Juan Cáceres

Personal information
- Full name: Juan Ramón Cáceres López
- Date of birth: 30 March 2002 (age 23)
- Place of birth: Asunción, Paraguay
- Height: 1.74 m (5 ft 9 in)
- Position(s): Midfielder

Youth career
- Sol de América

Senior career*
- Years: Team / Apps / (Gls)
- 2019–2024: Sol de América / 22 / (1)
- 2024: Deportivo Santaní / 14 / (0)

= Juan Cáceres (footballer, born 2002) =

Paraguayan footballer

Juan Ramón Cáceres López (born 30 March 2002) is a Paraguayan footballer who plays as a midfielder.

==Career==
===Sol de América===
Cáceres was born and raised in Bañado Sur in Tacumbú, which is one of the barrios of Asunción in Paraguay. At the age of six, he joined Sol de Quinta Avenida soccer school and when he turned 12, he began playing for Club Sol de América.

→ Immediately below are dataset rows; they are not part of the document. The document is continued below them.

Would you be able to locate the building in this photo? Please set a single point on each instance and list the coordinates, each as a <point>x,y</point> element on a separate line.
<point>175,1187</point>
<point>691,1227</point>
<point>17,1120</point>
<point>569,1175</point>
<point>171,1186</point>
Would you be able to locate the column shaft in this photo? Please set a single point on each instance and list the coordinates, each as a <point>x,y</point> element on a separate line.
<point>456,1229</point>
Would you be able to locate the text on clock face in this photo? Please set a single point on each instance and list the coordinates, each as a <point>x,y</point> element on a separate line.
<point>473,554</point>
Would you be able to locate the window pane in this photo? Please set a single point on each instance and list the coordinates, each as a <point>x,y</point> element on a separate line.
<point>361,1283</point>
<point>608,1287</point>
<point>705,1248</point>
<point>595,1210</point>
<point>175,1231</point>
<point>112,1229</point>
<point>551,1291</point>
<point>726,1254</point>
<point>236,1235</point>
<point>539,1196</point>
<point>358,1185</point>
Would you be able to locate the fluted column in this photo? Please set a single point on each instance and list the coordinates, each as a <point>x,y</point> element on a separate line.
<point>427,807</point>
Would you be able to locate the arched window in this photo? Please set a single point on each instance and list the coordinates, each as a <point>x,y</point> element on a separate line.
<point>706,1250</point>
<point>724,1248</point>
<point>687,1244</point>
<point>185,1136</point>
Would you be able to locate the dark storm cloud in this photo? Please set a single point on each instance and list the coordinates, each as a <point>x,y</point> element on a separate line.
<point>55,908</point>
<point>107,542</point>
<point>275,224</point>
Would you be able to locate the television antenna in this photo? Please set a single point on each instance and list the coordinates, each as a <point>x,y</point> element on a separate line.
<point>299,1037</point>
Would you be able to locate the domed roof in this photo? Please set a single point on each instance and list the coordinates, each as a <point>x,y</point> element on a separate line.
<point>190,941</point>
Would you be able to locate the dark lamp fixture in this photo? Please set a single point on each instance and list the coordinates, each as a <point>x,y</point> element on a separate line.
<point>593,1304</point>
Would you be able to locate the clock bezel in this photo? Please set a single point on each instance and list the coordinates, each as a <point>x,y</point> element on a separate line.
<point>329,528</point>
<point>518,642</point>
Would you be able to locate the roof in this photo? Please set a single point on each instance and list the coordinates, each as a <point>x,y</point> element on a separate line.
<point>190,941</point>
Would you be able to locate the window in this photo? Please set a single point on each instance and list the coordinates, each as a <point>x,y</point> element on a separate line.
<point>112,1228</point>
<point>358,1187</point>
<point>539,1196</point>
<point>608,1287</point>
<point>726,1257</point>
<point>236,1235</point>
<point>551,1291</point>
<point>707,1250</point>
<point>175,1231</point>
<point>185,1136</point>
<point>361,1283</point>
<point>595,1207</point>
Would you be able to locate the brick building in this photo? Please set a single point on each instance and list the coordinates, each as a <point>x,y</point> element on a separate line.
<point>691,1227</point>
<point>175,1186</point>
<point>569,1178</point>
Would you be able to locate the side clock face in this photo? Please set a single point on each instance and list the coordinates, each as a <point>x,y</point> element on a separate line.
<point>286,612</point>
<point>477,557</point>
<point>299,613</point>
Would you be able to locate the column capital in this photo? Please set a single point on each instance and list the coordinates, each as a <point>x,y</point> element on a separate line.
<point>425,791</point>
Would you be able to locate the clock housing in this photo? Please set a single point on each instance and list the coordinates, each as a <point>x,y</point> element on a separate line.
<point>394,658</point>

Cáceres got his official debut for the club on 17 July 2019 against Club El Porvenir in the Copa Paraguay, where he scored a goal. His debut in the Paraguayan Primera División came on 1 September 2019, when he came on as a substitute for Ignacio Colombini against Sportivo San Lorenzo.

In the 2020 season, Cáceres played a total of five league games and scored one goal.

===Deportivo Santaní===
In July 2024, Cáceres joined Deportivo Santaní.